Brüssel (epd). Nach dem Streit um eine angemessene Reaktion auf den Andrang Zehntausender Migranten in der spanischen Exklave Ceuta haben sich die EU-Innenminister um Geschlossenheit bemüht. „Wir loben Spanien für seine schnelle Reaktion auf die Situation in Ceuta und sprechen den Angehörigen der Opfer unser tiefstes Beileid aus“, erklärte der irische Migrationsminister Jim O'Callaghan am Dienstag nach einer kurzfristig anberaumten Videokonferenz der EU-Innenminister, bei der Irland den Vorsitz hatte. Die EU-Außengrenzen seien eine gemeinsame Verantwortung, und Migration erfordere eine geeinte europäische Antwort.

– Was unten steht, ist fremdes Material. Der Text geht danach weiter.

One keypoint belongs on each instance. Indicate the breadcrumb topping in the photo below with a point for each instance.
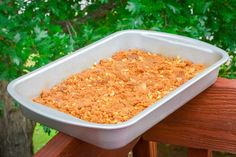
(118, 88)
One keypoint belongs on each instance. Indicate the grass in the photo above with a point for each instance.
(40, 138)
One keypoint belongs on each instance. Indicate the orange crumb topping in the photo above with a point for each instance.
(118, 88)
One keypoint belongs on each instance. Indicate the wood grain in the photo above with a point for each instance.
(206, 122)
(63, 145)
(192, 152)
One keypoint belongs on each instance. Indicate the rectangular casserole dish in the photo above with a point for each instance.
(113, 136)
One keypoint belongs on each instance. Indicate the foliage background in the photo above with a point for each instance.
(34, 33)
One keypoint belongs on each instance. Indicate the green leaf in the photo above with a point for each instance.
(17, 37)
(133, 6)
(40, 34)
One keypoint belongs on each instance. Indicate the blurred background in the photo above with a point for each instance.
(36, 32)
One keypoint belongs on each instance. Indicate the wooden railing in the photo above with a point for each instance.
(206, 123)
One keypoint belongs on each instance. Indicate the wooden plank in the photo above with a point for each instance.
(145, 149)
(206, 122)
(193, 152)
(66, 146)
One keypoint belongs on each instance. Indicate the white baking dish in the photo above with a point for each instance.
(112, 136)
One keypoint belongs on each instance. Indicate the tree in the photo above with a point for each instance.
(34, 33)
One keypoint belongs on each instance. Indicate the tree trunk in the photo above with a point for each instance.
(15, 130)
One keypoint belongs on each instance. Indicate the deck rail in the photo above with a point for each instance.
(207, 123)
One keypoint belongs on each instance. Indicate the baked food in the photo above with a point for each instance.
(118, 88)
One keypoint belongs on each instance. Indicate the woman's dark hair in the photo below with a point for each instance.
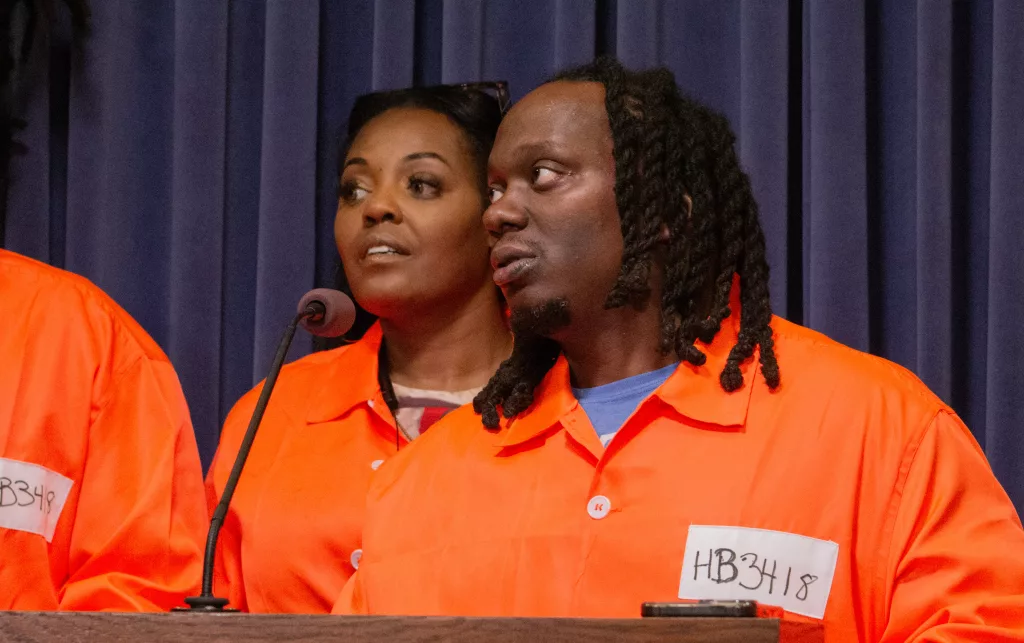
(668, 147)
(475, 113)
(24, 24)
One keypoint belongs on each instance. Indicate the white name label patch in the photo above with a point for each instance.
(787, 570)
(32, 497)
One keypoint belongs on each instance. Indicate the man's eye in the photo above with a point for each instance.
(544, 177)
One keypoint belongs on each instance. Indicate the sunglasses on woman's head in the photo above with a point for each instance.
(498, 89)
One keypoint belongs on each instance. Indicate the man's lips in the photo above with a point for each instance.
(511, 261)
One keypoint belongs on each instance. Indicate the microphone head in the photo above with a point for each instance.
(338, 315)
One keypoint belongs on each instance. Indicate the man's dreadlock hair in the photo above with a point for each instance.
(676, 166)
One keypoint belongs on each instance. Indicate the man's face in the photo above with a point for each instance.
(553, 213)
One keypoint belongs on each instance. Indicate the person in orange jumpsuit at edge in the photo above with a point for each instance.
(101, 504)
(415, 256)
(656, 434)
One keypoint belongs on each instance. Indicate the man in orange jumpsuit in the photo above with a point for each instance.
(101, 502)
(657, 435)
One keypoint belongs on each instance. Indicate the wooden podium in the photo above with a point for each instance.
(60, 627)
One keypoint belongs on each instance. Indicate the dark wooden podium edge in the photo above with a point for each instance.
(20, 627)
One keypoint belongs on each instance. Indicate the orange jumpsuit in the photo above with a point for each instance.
(100, 484)
(292, 536)
(851, 495)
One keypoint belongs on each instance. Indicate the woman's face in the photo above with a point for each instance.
(409, 223)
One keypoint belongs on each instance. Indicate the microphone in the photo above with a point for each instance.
(324, 312)
(335, 312)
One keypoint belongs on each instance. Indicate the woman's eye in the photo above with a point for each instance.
(352, 193)
(424, 187)
(544, 177)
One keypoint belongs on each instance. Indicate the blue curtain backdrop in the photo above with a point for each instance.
(184, 160)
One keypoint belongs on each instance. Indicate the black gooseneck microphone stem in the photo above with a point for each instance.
(207, 601)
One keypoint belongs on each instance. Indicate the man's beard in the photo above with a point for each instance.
(542, 319)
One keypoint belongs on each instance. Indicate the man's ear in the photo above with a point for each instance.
(666, 236)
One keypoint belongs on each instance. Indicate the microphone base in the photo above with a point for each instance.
(206, 604)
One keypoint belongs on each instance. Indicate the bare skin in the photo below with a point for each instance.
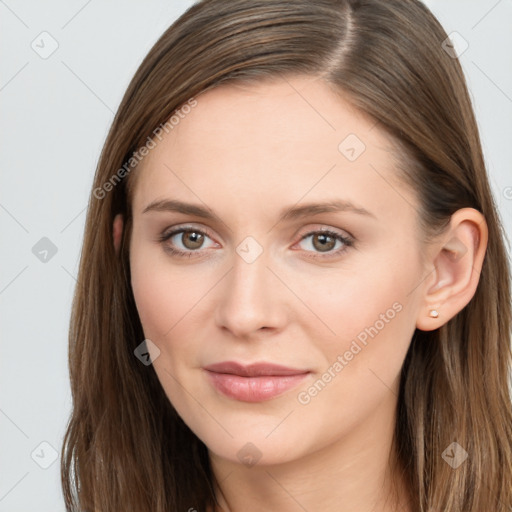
(246, 154)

In der vergangenen Woche hatten zeitweise bis zu 60.000 Menschen von Marokko aus die spanische Exklave erreicht, mindestens 75 Menschen kamen ums Leben. Nach Angaben der EU-Kommission ist der weitaus größte Teil der Menschen inzwischen nach Marokko zurückgekehrt. Bundesinnenminister Alexander Dobrindt (CSU) erklärte am Dienstag, die Situation in Ceuta verdeutliche die „volatile Migrationslage“. Die EU-Innenminister seien sich einig, dass das neue Gemeinsame Europäische Asylsystem (Geas) von allen Mitgliedsstaaten umfänglich gelebt werden müsse, um die illegale Migration weiter zurückzudrängen.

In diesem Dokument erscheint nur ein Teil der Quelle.